While the market is concerned over the poor demand for the highly-priced RasGas long-term LNG (R-Gas), we think the current weakness in PLNG’s share price is an opportunity to accumulate for two reasons: 1) a sharp earnings growth (we expect 37%/54% growth in FY17/18F) driven by capacity expansion (fully contracted) cannot be ignored; and 2) the R-Gas contract could be renegotiated, ending the current crisis and leading to early volume recovery.
With 10 cargos in Q1FY15, the 10% annual downward flexibility is already nearly exhausted. The continued deferral of R-Gas volumes will be a trigger for early negotiations, and an early agreement will be a key trigger for the stock, in our view. While the stock performance may remain muted in the near-term on current market concerns, Petronet LNG remains a compelling growth story.
We believe in the new low oil/gas price era, the R-Gas pricing formula is not sustainable. The R-Gas price would remain much higher than alternate LNG imports for the next 2-3 years.

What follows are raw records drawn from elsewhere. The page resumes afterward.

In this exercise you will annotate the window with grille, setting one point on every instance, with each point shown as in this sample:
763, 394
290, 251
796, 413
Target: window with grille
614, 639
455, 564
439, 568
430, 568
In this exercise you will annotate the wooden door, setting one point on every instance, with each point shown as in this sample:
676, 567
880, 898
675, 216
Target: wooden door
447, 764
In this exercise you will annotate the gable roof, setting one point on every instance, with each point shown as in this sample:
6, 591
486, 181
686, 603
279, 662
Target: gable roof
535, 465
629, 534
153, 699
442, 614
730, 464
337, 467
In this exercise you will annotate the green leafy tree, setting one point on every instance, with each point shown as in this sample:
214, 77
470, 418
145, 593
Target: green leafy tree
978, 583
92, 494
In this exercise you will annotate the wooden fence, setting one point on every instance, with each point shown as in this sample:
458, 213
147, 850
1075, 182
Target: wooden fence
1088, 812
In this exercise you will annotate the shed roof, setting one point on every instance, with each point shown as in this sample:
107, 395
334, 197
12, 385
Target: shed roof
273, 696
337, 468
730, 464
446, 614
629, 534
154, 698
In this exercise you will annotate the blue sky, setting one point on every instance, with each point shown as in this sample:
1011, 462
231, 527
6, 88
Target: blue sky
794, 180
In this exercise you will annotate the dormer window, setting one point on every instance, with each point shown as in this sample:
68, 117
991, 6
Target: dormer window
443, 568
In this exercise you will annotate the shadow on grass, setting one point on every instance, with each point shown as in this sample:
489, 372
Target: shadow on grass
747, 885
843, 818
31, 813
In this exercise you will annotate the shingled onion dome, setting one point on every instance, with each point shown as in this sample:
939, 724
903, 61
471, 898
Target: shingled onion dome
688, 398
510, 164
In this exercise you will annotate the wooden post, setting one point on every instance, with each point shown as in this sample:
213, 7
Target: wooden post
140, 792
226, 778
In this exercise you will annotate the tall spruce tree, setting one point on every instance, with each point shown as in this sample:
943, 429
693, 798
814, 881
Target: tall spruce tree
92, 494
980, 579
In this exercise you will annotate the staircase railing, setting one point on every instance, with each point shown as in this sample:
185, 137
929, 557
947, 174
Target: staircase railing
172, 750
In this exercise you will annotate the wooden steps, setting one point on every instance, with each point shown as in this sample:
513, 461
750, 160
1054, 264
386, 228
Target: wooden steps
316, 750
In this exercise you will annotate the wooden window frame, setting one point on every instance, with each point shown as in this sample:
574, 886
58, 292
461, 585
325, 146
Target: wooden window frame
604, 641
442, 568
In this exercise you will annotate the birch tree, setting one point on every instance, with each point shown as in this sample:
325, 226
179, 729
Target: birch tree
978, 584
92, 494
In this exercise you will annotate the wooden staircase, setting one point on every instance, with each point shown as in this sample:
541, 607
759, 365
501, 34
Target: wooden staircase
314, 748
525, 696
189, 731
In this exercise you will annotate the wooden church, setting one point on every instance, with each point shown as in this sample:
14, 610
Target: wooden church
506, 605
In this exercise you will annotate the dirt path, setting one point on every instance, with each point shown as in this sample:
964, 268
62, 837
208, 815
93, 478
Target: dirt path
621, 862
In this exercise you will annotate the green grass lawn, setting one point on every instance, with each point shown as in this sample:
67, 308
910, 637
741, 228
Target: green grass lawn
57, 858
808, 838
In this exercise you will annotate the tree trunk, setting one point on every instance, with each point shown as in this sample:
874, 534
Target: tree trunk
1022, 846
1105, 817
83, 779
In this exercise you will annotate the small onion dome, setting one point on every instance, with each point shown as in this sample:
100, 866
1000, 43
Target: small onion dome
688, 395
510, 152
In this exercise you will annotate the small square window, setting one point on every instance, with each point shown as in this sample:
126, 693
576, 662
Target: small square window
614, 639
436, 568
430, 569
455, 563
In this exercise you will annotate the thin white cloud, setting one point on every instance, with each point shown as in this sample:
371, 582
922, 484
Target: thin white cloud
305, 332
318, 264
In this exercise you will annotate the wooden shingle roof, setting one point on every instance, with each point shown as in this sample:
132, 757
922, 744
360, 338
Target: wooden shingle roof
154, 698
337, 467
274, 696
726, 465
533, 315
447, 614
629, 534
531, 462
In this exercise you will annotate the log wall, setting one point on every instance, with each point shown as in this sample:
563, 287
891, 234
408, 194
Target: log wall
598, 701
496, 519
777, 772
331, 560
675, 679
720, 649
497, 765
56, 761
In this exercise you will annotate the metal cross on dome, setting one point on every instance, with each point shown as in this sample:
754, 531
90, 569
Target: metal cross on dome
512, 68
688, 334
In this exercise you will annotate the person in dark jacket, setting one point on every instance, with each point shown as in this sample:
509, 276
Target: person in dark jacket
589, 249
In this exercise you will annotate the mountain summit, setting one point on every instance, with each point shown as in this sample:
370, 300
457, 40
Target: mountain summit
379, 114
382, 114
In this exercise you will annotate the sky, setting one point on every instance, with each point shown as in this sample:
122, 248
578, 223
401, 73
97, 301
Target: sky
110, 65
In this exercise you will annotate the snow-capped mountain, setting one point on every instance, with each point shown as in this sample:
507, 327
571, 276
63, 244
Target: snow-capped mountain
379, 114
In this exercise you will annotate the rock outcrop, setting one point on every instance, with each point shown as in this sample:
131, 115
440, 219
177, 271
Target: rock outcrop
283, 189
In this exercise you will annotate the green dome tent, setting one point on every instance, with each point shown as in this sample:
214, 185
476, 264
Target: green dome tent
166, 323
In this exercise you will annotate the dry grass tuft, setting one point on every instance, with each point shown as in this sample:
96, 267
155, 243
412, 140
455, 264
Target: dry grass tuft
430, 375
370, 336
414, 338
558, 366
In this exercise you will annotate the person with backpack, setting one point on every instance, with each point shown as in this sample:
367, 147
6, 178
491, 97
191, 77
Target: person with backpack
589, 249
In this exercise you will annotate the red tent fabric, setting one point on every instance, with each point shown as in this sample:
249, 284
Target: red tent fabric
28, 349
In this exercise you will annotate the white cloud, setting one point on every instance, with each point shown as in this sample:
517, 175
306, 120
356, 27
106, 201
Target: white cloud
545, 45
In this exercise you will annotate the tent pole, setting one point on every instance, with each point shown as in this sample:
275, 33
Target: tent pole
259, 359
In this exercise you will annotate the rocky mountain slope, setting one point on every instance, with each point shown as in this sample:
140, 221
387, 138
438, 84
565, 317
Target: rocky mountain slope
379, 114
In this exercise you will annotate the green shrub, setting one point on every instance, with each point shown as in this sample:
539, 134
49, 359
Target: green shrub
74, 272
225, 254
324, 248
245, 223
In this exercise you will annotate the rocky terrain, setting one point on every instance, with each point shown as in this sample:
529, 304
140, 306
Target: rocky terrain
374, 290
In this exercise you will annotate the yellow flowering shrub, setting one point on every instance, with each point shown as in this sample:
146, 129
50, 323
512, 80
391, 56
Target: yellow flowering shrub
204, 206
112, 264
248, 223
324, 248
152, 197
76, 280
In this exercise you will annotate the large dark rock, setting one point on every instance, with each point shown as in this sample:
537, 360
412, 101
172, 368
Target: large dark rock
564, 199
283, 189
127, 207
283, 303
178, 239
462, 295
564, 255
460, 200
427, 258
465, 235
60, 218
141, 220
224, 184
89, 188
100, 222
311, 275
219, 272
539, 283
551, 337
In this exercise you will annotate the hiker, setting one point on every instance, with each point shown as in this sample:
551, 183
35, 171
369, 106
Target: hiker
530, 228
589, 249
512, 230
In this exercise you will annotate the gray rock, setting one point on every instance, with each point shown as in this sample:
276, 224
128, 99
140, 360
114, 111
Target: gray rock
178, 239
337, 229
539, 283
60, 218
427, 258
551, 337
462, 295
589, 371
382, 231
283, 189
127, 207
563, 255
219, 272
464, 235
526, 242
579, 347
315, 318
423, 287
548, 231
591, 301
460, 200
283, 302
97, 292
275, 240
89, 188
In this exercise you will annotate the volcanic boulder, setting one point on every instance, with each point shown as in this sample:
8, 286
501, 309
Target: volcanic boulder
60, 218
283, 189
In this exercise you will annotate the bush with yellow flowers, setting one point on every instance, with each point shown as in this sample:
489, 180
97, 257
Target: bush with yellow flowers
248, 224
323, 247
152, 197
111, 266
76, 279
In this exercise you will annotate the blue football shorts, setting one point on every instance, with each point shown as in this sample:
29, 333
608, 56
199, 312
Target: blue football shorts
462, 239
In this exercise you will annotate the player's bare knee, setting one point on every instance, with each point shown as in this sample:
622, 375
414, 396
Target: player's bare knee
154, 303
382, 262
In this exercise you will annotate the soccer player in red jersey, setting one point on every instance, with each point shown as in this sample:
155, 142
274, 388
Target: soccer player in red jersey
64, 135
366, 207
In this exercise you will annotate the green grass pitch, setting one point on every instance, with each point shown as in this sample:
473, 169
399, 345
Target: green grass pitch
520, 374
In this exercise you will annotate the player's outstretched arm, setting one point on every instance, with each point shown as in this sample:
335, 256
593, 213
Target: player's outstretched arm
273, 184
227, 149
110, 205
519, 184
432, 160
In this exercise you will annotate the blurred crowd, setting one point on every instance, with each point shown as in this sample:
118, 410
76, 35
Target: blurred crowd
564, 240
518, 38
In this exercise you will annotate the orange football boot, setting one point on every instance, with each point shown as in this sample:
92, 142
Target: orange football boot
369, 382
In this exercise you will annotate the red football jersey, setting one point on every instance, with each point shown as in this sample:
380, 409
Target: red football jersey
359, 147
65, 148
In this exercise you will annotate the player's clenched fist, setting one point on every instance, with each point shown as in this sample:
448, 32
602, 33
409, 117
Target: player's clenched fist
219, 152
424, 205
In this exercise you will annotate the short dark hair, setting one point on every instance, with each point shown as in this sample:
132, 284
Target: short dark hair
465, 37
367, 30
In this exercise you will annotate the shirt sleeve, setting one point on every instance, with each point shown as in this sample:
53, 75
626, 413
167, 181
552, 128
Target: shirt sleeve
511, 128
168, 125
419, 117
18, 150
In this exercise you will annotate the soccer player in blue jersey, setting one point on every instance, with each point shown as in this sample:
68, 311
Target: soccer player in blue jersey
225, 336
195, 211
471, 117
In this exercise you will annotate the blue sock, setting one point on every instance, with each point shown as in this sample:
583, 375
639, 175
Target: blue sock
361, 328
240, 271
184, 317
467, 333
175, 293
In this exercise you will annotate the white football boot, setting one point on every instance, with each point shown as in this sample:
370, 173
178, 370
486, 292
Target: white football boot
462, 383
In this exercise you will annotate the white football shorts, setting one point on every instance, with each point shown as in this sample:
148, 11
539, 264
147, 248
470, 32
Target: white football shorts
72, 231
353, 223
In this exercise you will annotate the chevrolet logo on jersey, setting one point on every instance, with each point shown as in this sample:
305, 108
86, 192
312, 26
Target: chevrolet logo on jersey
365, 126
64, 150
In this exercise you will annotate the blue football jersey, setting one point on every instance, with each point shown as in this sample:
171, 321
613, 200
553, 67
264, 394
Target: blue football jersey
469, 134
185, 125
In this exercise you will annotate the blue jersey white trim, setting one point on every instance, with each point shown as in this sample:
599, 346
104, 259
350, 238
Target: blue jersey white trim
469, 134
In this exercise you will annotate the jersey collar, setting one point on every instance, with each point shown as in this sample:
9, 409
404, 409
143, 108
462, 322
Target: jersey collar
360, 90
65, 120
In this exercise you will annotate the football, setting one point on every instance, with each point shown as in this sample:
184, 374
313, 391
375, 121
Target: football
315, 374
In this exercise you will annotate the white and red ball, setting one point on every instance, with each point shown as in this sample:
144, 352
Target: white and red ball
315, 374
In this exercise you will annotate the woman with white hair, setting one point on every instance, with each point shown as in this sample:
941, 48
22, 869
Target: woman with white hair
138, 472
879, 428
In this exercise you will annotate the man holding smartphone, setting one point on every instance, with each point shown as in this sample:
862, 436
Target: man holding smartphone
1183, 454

We assume R-Gas volume deferral of 20% each in FY16F/17F, and assume lower Dahej utilisation at 90-92% (versus past 4-year average of 102%). Our near term earnings reduce sharply (36% for FY16f and 24% of FY17f), but the outlook on long-term earnings growth remains unchanged. While we expect flat earnings in FY16F, we expect earnings to nearly double/treble in 3/5 years. Our price target is unchanged and we reiterate buy rating.